Clearly, the whole article is littered with evidence that suggests there is a distinct difference of opinion in tax reform proposal between the members of the Council on Economic and Fiscal Policy (headed by State Minister Heizo Takenaka) and that of the Ministry of Finance bureaucrats. The Council on Economic and Fiscal Policy "came up with the plan to use funds from spending cuts to reduce taxes."; "The Ministry of Finance's adamant opposition to the plan" illustrates the first of many indications to come of this clash in positions. The others include "the panel could not finalize the draft due to opposition from the Ministry of Finance" and "interim tax reform proposals compiled by private-sector members were opposed by bureaucrats." In light of all this evidence, I strongly endorse Professor Miyao's view that "the main battle line has been drawn between the government's Tax Commission chaired by Hiromitsu Ishi who advocates the MOF's position on one hand and the Council of Economic and Fiscal Policy headed by Minister Takenaka on the other."

Another interesting point brought up by Professor Miyao is that "Finance Minister Shiokawa, an opportunistic politician, has been shifting his position somewhere between these two camps." Pardon my ignorance if I am wrong, but doesn't Prime Minister Koizumi fall into this same category? Within the short span of four days, PM Koizumi has changed his stance from being "committed to carrying out (government) spending cuts and tax reductions to stimulate the economy" to telling "Chairman Hiromitsu Ishi of the government Tax Commission to map out tax reform plans for fiscal 2003 based on Shiokawa's proposal." Perhaps it is too harsh to label PM Koizumi as an opportunistic politician as we have to take into consideration that there exists outside factors and influences that are not within his control, but nevertheless this apparent lack of power that PM Koizumi wields has a big part to play in how Japan's tax reforms eventually shape up. This point is ever more salient when one council member from the private sector laments, "Ministry section chiefs now have more power than the prime minister."

At the same time, both the members of the Council on Economic and Fiscal Policy and the Ministry of Finance bureaucrats claim to have the support of Prime Minister Koizumi in stating their respective cases. This is shown in two separate examples in the article. First, State Minister Takenaka "handed Koizumi a draft list of tax cuts he proposed as the ‘prime minister's instructions.'" Second, Ministry of Finance officials "deny they were behind the recent series of tax reform-related developments, which they stress were a result of Koizumi's political decision based on Shiokawa"s initiative."; These two cases only serve to underpin the notion that PM Koizumi holds no concrete power.

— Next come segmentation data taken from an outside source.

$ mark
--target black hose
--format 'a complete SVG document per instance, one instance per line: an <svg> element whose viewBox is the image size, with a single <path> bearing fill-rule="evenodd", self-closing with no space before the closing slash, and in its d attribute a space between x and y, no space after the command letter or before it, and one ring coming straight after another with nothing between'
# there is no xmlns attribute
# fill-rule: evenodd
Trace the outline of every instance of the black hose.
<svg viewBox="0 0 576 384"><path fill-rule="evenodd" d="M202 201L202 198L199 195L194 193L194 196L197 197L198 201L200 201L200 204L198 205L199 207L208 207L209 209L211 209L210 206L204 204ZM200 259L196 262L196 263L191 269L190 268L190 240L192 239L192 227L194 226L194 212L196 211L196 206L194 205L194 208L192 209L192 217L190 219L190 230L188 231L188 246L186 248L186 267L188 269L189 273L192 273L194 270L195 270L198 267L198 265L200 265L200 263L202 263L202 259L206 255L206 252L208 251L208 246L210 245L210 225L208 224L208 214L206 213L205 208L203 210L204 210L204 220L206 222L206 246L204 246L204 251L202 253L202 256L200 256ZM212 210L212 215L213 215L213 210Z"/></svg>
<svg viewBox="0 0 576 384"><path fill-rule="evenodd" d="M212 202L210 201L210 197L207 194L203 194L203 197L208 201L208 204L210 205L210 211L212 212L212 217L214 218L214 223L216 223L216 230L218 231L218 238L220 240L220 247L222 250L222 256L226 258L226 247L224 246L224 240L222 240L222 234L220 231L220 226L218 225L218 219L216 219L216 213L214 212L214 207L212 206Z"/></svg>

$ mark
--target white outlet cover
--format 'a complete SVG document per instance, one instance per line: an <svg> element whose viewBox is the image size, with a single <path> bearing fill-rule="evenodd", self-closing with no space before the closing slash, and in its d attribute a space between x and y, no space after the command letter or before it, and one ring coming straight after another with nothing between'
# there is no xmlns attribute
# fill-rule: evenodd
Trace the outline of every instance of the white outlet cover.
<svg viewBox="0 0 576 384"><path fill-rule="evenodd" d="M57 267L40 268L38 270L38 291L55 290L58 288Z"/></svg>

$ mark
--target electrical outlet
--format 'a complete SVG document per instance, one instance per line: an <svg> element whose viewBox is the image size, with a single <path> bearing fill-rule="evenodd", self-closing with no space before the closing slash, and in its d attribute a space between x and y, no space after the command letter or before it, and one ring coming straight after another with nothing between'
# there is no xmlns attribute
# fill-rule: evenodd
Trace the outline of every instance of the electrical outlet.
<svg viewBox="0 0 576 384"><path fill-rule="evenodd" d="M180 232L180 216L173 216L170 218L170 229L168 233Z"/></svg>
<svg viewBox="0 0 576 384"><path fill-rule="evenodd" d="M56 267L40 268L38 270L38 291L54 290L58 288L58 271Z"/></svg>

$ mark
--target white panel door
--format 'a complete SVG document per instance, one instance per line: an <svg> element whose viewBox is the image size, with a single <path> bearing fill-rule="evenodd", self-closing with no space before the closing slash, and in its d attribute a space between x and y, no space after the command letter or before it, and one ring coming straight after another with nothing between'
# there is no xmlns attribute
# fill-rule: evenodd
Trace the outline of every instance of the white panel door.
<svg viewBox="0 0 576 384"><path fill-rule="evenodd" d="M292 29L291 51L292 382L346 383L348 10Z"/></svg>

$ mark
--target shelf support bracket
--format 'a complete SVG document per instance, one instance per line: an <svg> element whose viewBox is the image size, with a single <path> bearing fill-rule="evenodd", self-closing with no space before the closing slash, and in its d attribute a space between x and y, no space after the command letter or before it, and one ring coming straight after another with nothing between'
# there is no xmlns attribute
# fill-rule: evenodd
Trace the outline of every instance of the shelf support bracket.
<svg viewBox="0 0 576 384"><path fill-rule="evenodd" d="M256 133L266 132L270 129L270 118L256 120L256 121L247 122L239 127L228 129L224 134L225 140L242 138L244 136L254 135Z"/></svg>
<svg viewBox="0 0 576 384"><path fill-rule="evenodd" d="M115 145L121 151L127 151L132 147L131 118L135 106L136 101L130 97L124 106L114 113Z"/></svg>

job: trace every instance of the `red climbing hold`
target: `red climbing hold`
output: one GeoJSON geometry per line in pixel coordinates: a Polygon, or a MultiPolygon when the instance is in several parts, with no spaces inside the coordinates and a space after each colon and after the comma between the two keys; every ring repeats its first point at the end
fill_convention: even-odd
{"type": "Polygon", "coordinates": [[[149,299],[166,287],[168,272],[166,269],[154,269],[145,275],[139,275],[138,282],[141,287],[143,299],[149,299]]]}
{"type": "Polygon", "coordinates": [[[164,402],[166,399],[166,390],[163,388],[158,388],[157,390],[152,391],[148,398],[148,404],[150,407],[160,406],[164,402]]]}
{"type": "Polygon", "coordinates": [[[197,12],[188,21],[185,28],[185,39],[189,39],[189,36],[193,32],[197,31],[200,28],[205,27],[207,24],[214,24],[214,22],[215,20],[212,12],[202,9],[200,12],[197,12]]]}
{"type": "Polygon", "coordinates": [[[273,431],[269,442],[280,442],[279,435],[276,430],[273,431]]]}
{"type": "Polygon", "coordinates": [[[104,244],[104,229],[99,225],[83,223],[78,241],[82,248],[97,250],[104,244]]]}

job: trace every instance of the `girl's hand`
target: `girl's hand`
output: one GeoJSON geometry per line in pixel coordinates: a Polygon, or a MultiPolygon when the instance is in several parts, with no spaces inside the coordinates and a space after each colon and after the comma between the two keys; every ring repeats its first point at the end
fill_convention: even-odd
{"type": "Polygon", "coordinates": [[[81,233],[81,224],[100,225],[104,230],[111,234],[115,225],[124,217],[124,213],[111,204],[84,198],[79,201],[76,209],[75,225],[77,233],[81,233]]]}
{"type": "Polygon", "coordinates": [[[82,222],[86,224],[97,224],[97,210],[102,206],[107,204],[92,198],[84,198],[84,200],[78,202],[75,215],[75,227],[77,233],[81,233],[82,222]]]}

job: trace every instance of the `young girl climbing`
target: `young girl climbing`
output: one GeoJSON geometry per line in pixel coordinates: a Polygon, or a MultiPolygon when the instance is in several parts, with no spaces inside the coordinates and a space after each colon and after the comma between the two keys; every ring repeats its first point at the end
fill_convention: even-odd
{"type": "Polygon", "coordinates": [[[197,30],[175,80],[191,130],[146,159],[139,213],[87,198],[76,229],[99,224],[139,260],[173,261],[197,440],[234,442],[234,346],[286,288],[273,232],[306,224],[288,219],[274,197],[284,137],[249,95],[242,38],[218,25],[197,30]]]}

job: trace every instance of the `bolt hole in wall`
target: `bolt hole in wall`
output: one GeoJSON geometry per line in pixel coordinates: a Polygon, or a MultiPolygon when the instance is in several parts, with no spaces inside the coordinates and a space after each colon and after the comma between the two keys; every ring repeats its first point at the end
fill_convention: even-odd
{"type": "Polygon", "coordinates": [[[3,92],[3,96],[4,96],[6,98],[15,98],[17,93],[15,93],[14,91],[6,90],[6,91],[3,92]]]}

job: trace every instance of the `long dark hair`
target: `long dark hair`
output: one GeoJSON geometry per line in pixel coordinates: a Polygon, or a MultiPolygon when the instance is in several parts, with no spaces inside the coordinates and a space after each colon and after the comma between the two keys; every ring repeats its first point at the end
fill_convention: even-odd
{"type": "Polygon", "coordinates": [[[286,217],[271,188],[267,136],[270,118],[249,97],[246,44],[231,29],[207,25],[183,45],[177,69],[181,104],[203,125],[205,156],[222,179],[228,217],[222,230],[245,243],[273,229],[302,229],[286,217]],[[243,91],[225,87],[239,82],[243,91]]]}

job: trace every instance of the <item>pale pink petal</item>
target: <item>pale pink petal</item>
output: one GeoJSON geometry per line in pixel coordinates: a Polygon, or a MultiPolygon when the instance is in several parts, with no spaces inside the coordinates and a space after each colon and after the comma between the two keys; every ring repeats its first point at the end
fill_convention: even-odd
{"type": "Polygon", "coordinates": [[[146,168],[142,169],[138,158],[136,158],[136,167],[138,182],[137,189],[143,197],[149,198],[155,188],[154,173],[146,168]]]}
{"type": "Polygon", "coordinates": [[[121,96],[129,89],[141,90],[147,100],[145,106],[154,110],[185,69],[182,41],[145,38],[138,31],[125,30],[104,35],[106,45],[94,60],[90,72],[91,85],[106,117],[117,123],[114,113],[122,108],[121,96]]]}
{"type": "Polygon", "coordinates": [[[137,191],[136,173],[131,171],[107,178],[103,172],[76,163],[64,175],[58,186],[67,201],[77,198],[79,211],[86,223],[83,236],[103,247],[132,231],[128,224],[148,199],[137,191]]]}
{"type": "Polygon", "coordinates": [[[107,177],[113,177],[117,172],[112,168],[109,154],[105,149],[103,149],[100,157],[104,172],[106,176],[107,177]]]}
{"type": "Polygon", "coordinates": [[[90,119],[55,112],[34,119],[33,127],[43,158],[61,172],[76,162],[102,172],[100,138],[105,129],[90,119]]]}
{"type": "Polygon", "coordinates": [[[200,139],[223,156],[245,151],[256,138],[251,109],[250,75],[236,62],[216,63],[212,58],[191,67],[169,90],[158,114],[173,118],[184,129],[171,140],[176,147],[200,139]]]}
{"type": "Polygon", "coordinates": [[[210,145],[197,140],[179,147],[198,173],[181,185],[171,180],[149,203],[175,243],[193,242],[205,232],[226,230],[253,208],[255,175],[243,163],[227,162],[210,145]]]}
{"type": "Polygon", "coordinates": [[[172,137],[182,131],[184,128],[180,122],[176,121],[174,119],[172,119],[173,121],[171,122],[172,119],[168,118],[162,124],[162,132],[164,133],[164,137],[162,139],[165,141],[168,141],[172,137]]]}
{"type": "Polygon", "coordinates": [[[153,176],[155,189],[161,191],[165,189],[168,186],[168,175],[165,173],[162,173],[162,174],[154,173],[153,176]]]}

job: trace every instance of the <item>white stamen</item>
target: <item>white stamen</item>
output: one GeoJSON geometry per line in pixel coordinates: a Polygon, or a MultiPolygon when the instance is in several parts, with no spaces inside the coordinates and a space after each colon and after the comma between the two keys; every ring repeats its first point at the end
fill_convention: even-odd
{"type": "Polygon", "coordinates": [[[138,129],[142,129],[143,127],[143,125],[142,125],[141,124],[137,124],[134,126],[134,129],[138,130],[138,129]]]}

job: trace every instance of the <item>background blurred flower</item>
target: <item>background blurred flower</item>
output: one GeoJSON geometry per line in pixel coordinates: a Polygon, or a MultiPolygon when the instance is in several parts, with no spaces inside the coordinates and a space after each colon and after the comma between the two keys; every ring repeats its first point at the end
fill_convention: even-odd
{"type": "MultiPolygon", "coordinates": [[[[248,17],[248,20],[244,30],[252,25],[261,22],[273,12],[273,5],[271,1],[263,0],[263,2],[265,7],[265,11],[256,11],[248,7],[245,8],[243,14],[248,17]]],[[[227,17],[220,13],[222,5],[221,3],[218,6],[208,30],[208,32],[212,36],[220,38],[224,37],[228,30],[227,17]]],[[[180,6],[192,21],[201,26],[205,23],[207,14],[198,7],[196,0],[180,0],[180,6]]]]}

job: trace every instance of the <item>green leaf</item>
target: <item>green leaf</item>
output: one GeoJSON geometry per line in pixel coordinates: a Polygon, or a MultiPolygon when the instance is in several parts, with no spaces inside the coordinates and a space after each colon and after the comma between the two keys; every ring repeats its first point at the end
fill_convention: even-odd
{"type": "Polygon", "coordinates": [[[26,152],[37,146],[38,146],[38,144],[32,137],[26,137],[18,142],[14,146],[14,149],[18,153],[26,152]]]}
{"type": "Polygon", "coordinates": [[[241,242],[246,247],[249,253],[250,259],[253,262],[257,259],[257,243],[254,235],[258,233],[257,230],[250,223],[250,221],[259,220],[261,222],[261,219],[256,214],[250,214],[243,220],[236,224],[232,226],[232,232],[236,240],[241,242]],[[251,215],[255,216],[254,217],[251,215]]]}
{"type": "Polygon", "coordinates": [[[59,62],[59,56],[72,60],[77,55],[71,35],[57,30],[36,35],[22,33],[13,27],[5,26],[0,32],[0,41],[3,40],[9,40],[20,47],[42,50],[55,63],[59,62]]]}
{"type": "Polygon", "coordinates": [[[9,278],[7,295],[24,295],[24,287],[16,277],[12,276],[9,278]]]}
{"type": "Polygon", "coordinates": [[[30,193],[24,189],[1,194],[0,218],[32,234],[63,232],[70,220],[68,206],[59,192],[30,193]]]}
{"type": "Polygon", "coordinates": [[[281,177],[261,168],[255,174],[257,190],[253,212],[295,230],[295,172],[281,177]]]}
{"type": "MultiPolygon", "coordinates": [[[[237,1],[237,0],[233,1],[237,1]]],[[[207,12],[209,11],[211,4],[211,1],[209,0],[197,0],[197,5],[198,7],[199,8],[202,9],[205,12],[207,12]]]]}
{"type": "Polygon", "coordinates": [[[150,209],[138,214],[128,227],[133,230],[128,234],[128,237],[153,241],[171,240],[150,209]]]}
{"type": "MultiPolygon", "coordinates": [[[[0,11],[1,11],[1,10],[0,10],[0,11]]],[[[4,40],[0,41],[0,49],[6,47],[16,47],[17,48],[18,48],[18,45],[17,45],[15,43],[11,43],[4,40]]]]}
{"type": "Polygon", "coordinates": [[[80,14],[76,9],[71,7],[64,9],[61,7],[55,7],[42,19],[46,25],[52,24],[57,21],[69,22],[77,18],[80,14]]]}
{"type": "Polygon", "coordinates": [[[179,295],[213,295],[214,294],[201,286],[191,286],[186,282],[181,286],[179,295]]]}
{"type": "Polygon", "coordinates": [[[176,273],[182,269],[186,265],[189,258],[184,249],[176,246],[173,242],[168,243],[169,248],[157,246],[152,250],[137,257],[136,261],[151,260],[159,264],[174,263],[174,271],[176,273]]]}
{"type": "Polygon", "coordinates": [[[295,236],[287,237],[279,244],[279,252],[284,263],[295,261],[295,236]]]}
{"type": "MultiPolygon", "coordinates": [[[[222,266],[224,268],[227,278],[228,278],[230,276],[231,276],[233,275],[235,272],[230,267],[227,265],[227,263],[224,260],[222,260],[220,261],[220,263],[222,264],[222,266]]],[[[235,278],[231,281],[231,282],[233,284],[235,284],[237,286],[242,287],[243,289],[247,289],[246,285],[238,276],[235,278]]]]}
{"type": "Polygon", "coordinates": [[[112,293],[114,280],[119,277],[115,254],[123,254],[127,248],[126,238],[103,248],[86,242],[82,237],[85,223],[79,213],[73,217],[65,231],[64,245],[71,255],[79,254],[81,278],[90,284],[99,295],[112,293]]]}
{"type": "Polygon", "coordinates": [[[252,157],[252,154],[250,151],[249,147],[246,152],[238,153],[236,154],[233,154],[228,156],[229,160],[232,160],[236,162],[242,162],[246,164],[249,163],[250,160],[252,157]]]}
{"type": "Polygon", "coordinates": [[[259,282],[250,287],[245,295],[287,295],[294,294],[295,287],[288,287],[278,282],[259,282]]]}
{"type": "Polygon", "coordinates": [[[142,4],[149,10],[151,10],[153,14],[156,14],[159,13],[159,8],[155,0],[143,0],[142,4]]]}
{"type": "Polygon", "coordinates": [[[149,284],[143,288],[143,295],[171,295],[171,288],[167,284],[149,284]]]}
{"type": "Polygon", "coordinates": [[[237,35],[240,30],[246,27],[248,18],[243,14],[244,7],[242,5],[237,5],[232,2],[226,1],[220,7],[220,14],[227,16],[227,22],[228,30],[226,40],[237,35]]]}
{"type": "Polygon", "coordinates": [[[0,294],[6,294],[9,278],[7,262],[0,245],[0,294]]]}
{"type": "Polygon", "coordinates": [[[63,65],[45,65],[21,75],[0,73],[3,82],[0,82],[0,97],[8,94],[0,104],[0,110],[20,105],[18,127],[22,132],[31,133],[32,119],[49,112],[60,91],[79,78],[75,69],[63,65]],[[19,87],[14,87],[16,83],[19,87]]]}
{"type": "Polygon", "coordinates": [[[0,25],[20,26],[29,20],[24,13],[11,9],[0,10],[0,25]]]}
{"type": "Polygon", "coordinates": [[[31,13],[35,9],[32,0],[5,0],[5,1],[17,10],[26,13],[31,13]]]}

Last but not least, revitalizing the Japanese economy through effective tax reforms will undoubtedly require a lot of planning, effort, and time. Most importantly, the battle for supremacy between the members of the Council on Economic and Fiscal Policy and the Ministry of Finance bureaucrats belies a far more deep-seated problem that has to be eradicated before an economically viable tax reform proposal in Japan can be drafted, that is, the present political structure. Unless Japan changes its "bureaucrat-led system," reforms will be "led by the bureaucrats," and this in turn will translate into a long road to recovery for Japan.